Genel halkın haberi olmadan, Magus Dünyası'nın büyük güçleri, çatışmanın tırmanmasından çok önce Gallant Federasyonu sınırına çok sayıda savaş lejyonu göndermişti.
Henüz doğrudan bir çatışma başlamamış olsa da, bir çatışmanın zaten sürmekte olduğuna şüphe yoktu.
Magus World de yakın zamanda Gallant Federasyonu ile bağlarını koparmıştı.
Daha önceleri, Gallant Federasyonu'na ait yıldız gemileri, Magus Medeniyeti'nin topraklarında sıkça görülen manzaralardı; çünkü bu teknolojik medeniyet, sık sık komşu yıldız alanlarıyla ticari ticaretle meşguldü.
Ancak bu yıldız gemileri artık nadir görülen bir manzara haline gelmişti.
Rosen Hanedanlığı Medeniyeti'nin yok edilmesi, iki üst medeniyet arasındaki ilişkiyi, ölümcül doruğuna doğru büyüyen eski bir kin gibi bir kırılma noktasına getirmişti.
Mevcut soğukluk ve bağların kopması, savaşın yaklaştığının göstergesi değilse başka ne olabilir?
Feylis'in duyduğu buydu.
Üstelik Feylis, Rosen Hanedanı Medeniyeti güçlerinin tamamen yok edilmediğini de öğrenmişti.
Büyücü Dünya Ordusu'nun koruması altındaki Rosen Hanedanı, bir derebeyinkine rakip olacak şekilde eski gücünün kıvılcımını hâlâ koruyordu. Bu güçler Büyücü Medeniyeti'nin toprakları içindeki güvenli bir bölgeye çekilmişti.
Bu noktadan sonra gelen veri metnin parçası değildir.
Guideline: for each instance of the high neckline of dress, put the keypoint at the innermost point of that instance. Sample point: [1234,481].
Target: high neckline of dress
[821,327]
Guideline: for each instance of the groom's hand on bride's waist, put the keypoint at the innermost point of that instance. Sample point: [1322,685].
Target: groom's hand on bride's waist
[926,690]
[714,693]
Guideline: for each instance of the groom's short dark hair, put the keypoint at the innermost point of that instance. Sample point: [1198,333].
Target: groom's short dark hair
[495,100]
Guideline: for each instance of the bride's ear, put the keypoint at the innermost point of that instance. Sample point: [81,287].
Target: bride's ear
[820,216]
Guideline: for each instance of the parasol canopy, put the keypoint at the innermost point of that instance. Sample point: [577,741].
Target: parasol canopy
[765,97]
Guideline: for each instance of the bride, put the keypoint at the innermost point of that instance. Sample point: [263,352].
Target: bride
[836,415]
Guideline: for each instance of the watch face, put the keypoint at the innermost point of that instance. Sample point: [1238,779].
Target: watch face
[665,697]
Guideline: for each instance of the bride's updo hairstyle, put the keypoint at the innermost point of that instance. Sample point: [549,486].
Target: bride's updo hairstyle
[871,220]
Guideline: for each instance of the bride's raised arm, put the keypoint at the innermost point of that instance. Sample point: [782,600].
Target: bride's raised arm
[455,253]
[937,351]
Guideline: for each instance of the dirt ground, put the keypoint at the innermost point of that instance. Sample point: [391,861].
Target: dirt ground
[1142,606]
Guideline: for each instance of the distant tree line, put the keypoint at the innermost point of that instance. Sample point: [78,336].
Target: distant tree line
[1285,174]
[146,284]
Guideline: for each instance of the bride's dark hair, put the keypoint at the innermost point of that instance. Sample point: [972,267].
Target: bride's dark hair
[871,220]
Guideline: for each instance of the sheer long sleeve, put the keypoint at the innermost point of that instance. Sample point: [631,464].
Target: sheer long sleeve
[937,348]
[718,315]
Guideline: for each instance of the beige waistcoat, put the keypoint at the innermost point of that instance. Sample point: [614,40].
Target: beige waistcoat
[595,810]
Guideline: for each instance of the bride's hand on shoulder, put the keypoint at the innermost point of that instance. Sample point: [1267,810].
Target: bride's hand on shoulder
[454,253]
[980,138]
Feylis, yakın zamanda Neisse Yıldız Alanında uzun süre kalması nedeniyle bu kadar kapsamlı bilgiye sahip olabildi.
Magus World'ün en büyük güçleri arasında yer alan Steel City, en çok Rosen Hanedanlığı Medeniyeti ile etkileşime girdi.
Görünüşe göre bu tamirciler Rosen Hanedanlığı'ndan kalma belirli bir teknolojiyle özellikle ilgileniyorlardı.